CloudQuery S3 Source Plugin

A CloudQuery source plugin that reads Parquet files from AWS S3 buckets, auto-discovers tables from key prefixes, and emits Apache Arrow record batches to any CloudQuery destination.

Features

Auto-discovery: Tables are derived from S3 key prefixes — no manual schema definition
Incremental sync: Subsequent syncs skip already-ingested objects using a cursor
Configurable batching: Control Arrow record batch size via rows_per_record
Parallel reads: Concurrent S3 object processing via concurrency setting
Schema validation: Files under the same prefix must share a compatible schema
Graceful error handling: Deleted or malformed objects are warned and skipped

Container Image

Pre-built multi-architecture Docker images (linux/amd64, linux/arm64) are published on every release to GHCR.

Pull and Run

docker run -p 7777:7777 ghcr.io/infobloxopen/cq-source-s3:latest

The plugin starts and listens on gRPC port 7777.

With AWS Credentials

docker run -p 7777:7777 \
  -e AWS_ACCESS_KEY_ID=AKIA... \
  -e AWS_SECRET_ACCESS_KEY=... \
  -e AWS_REGION=us-east-1 \
  ghcr.io/infobloxopen/cq-source-s3:v1.2.3

Custom Listen Address

docker run -p 8080:8080 ghcr.io/infobloxopen/cq-source-s3:latest serve --address "[::]:8080"
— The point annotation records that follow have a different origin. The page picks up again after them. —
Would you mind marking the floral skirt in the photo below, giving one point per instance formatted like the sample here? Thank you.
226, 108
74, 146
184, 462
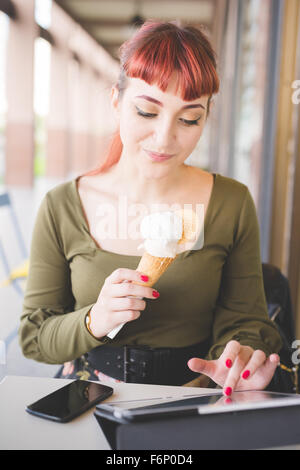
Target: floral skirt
82, 370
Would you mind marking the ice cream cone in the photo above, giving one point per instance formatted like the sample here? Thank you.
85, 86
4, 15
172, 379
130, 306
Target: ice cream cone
190, 225
154, 266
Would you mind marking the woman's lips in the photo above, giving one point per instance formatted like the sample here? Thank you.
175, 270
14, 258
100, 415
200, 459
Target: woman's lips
159, 157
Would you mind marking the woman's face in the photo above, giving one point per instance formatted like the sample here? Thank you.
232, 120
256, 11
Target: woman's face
151, 120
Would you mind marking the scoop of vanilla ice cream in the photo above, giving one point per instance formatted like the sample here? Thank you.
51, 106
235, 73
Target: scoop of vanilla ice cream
161, 231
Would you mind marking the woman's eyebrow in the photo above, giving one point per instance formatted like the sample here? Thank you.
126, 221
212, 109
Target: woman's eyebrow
145, 97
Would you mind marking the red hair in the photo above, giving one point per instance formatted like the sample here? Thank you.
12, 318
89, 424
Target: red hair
153, 54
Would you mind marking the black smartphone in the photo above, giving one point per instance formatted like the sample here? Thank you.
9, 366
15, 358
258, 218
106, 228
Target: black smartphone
70, 401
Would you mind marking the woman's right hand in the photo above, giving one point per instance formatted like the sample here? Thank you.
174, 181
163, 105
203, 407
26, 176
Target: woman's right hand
114, 306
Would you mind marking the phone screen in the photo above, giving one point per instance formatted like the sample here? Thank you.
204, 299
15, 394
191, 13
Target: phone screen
70, 401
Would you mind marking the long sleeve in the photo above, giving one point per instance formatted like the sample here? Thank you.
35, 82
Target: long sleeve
50, 330
241, 309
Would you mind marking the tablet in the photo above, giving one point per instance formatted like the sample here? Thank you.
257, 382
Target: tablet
140, 410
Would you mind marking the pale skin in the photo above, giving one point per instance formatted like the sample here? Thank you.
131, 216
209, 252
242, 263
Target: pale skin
146, 181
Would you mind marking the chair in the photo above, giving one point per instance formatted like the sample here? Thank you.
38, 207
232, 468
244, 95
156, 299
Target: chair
17, 275
280, 311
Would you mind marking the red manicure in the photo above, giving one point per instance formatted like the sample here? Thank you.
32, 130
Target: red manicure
246, 374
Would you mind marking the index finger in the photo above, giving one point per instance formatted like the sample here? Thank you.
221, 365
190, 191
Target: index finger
230, 352
125, 274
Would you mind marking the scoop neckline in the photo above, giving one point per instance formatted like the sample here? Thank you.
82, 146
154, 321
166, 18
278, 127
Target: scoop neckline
98, 248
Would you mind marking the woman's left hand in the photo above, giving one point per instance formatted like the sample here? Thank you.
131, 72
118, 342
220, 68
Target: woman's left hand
238, 368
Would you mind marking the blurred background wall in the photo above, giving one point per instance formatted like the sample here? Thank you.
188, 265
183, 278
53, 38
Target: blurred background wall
59, 59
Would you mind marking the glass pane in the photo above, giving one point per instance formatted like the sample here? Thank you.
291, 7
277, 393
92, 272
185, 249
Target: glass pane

Building the Image Locally

# Single-arch (current platform)
make docker-build

# Multi-arch (requires buildx)
docker buildx create --name multiarch --driver docker-container --use
make docker-build-multiarch

Image Tags

Each release produces these tags:

Tag	Example	Description
`v<semver>-<sha>`	`v1.2.3-abc1234`	Exact version + commit (primary)
`v<semver>`	`v1.2.3`	Semver release
`v<major>.<minor>`	`v1.2`	Minor release (rolls forward)
`latest`	`latest`	Most recent release

Installation

go install github.com/infobloxopen/cq-source-s3@latest

Or build from source:

git clone https://github.com/infobloxopen/cq-source-s3.git
cd cq-source-s3
go build -o cq-source-s3 .

Configuration

Create a CloudQuery config file (e.g., s3-to-postgres.yml):

kind: source
spec:
  name: "s3"
  path: "infobloxopen/cq-source-s3"
  registry: "grpc"
  version: "v1.0.0"
  tables: ["*"]
  destinations: ["postgresql"]
  backend_options:
    table_name: "cq_state_s3"
    connection: "@@plugins.postgresql.connection"
  spec:
    bucket: "my-data-bucket"
    region: "us-east-1"
    # path_prefix: "data/2024/"     # Optional: only sync objects under this prefix
    # local_profile: "my-profile"   # Optional: use a named AWS profile
    # filetype: "parquet"           # Default (only supported format)
    # rows_per_record: 500          # Default: 500 rows per Arrow record batch
    # concurrency: 50               # Default: 50 parallel S3 reads (-1 = unlimited)
---
kind: destination
spec:
  name: "postgresql"
  path: "cloudquery/postgresql"
  registry: "cloudquery"
  version: "v8.0.0"
  spec:
    connection_string: "postgresql://user:pass@localhost:5432/mydb?sslmode=disable"

Running

# Full sync
cloudquery sync s3-to-postgres.yml

# Subsequent syncs (with backend_options) only fetch new/updated objects
cloudquery sync s3-to-postgres.yml

Table Naming Rules

Tables are auto-discovered from S3 key prefixes:

S3 Object Key	Table Name
`datafile_0.parquet`	`datafile_0`
`data/2024/file.parquet`	`data_2024`
`data/2024/01/14/file.parquet`	`data_2024_01_14`
`reports/2024/a.parquet` + `reports/2024/b.parquet`	`reports_2024`

Rules:

Directory prefix segments are joined with _
Root-level files use the filename without extension
Invalid characters (hyphens, dots, spaces) become _
Consecutive underscores are collapsed
Multiple files under the same prefix contribute rows to a single table
All files under a prefix must have the same Arrow schema

Incremental Sync

When backend_options is configured:

First sync: All objects are fetched; per-table cursors are stored
Subsequent syncs: Only objects with LastModified > cursor are fetched
No backend: Every sync fetches all objects (full sync)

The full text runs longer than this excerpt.